Ce que signifient réellement EPC et EPCM

Dans un contrat EPC, le fournisseur ou l’intégrateur prend en charge l’ingénierie, les achats et la construction, puis livre une installation prête à être mise en service, avec une répartition des responsabilités généralement plus nette. Pour une usine d’oxygène, cela inclut souvent le process, les skids principaux, la tuyauterie de procédé, le contrôle-commande, l’installation électrique, la supervision du chantier, les essais et l’atteinte des performances contractuelles.
Dans un contrat EPCM, l’ingénierie et la gestion de projet sont confiées à un partenaire qui agit comme maître d’œuvre et coordinateur, tandis que les marchés de travaux et de fournitures sont signés directement par le client final. Ce modèle peut offrir plus de flexibilité, plus de transparence sur les achats et davantage d’opportunités de consultation locale, mais il exige aussi une plus grande maturité du propriétaire en matière de décision, de gestion des interfaces, de validation technique et de pilotage du planning.
Sur une unité d’oxygène, la différence se voit surtout dans la gestion des risques de performance. En EPC, le client attend généralement une capacité, une pureté, une disponibilité et une consommation d’énergie contractuellement définies. En EPCM, ces objectifs peuvent exister, mais ils sont souvent répartis entre plusieurs contrats et nécessitent une coordination plus active de la part du propriétaire.

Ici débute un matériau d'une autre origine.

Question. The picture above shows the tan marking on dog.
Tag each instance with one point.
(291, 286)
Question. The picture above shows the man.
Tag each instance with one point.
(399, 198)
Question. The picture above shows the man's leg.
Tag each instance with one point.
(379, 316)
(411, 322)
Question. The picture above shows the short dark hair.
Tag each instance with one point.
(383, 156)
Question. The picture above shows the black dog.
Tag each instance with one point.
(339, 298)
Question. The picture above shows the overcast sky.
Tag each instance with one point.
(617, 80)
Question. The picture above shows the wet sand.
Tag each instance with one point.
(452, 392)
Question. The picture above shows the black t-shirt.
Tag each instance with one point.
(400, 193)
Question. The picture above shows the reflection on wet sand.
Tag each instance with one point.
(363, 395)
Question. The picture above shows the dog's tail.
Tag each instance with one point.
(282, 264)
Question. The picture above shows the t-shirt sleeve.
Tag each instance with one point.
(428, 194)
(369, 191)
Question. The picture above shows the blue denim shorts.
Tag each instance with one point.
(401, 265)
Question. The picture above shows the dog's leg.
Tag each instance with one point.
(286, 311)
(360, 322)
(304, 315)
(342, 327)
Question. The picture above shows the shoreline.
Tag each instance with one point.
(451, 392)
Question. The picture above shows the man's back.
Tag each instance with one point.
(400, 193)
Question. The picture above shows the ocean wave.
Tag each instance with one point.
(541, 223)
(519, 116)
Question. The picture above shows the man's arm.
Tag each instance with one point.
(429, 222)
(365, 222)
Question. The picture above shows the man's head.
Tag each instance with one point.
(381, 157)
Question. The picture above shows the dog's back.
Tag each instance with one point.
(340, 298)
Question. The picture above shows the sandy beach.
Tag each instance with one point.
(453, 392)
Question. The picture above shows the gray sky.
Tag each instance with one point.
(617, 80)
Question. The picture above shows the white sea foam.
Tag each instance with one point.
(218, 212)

Comparaison pratique entre EPC et EPCM pour la France
| Critère | EPC | EPCM | Impact concret en France |
|---|---|---|---|
| Responsabilité globale | Un interlocuteur principal | Responsabilités réparties | Réduit les litiges d’interface sur les sites industriels complexes |
| Visibilité budgétaire | Souvent meilleure au départ | Plus ouverte mais plus variable | Important avec la volatilité des coûts d’électricité et de construction |
| Souplesse des achats | Moins flexible | Très flexible | Utile si le client veut sourcer localement en France ou en Europe |
| Charge pour le client | Faible à moyenne | Élevée | Détermine le besoin d’une équipe projet basée en France |
| Risque planning | Souvent mieux encapsulé | Dépend de la coordination multi-lots | Critique sur les arrêts techniques d’usine |
| Garantie de performance | Généralement plus claire | Plus fragmentée | Décisif pour pureté, débit et consommation d’énergie |
| Adaptation aux modifications | Moins souple en cours de route | Plus souple | Utile sur les sites anciens avec inconnues techniques |
Ce tableau montre qu’en France, l’EPC est souvent préféré pour les projets où le temps de mise en service et la sécurité contractuelle priment. L’EPCM prend l’avantage lorsque le maître d’ouvrage veut garder la main sur les achats, intégrer des entreprises locales ou découper le projet en lots afin d’optimiser chaque poste.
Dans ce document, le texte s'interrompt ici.